Now, you may not need all of those capabilities right now—and that’s totally fine—but it’s worth thinking ahead. Where do you see your business going? One thing people often overlook is the cost and hassle of switching systems down the road. If you’re currently using a free or inexpensive platform, it might seem like a great deal now. Migrating to QuickBooks midyear can come with a significant catch-up cost.
So those are just a few more points I think are worth considering when evaluating your bookkeeping setup. And to circle back to a common question I get—”When is it time to graduate from using a spreadsheet?”—my answer is: it depends. For some seasons of business, a spreadsheet is totally fine. But you do want to think about how much time it’s taking you. My clients say QuickBooks and my Monthly Bookkeeping Checklist save them time and stress. If you haven’t downloaded that free checklist yet, make sure to grab it. It walks you through six simple steps to follow each month to maintain your own books.

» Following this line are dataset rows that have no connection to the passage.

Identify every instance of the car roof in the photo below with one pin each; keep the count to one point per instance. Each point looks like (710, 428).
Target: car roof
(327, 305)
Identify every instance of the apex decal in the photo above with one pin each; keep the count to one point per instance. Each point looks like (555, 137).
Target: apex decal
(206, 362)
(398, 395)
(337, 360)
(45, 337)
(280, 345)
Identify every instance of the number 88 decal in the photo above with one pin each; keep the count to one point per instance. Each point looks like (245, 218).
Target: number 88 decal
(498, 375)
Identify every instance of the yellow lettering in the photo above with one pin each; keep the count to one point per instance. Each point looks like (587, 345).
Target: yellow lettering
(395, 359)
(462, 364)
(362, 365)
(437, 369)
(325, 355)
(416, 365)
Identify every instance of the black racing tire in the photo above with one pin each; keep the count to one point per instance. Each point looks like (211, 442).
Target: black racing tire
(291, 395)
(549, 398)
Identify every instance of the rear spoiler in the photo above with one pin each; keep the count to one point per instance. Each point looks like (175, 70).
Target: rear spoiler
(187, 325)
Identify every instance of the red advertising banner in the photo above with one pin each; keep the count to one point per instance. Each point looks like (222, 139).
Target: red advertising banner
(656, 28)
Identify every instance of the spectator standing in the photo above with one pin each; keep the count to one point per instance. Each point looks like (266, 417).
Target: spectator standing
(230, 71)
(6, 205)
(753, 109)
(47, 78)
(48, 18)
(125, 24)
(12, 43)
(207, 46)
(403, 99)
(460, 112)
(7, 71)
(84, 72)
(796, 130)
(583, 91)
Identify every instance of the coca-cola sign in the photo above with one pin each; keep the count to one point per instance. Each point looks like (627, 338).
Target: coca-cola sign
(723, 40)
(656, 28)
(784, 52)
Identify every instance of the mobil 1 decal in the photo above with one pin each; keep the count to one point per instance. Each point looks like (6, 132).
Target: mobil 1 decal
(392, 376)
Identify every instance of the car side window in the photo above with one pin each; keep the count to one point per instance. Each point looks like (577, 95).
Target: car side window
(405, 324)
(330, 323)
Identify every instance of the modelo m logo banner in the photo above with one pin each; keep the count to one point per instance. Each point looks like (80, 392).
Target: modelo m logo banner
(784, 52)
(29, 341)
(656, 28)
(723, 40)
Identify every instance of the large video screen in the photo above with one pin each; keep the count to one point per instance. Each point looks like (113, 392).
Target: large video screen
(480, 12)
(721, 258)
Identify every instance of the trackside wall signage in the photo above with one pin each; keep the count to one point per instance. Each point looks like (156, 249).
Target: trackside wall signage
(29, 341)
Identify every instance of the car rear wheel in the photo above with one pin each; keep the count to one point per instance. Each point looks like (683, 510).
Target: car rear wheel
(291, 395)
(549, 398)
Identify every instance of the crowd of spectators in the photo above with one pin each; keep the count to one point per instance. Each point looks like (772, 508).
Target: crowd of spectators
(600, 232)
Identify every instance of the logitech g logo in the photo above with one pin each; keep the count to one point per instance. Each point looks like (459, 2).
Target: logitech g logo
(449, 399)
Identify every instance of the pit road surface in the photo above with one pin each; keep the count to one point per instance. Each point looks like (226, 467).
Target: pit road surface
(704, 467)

Several clients say QuickBooks and the Monthly Bookkeeping Checklist help them finish their bookkeeping in under an hour each month. At that point, hiring a bookkeeper often isn’t worth the cost—especially if your goal is to simplify bookkeeping this year.
Using bookkeeping software can be a game changer. It offers helpful automations that speed things up—like invoice reminders, auto-categorizing transactions, and syncing with your bank account. If you’re still manually creating invoices or entering everything into a spreadsheet, those tasks can quickly eat up your time. And as business owners, we all know that time equals money.
So, if simplifying your processes and reclaiming some of your time is a goal this year, it might be the right moment to “graduate” to a platform like QuickBooks.
If you have questions or want help figuring out whether it’s the right time to make the move, feel free to reach out. I’m an open book and happy to give you a straight answer.
If you decide to switch, I can offer you a better discount than what’s advertised online. It’s a bit tricky in how it works, so send me a message before you sign up, and I’ll walk you through it.
Now, let’s move into today’s financial jargon breakdown. We’re talking about accounts payable—which is just a fancy term for the bills or invoices your business owes to another person or company. Tracking this number helps you monitor how quickly you’re paying your bills. You don’t want that number to grow too large. You definitely want to avoid getting behind because late payments can lead to extra fees and penalties.
This can be especially important at tax time. If you’re late on tax payments, you may face penalties—and those extra expenses can add up quickly. In some industries, you can even get a discount for paying bills early. We touched on that in a previous episode when we discussed invoice terms. So if that’s an option for you, it’s worth taking advantage of to save money where you can.
Bottom line: accounts payable is simply what you owe to others. Managing it wisely is another way to protect your bottom line.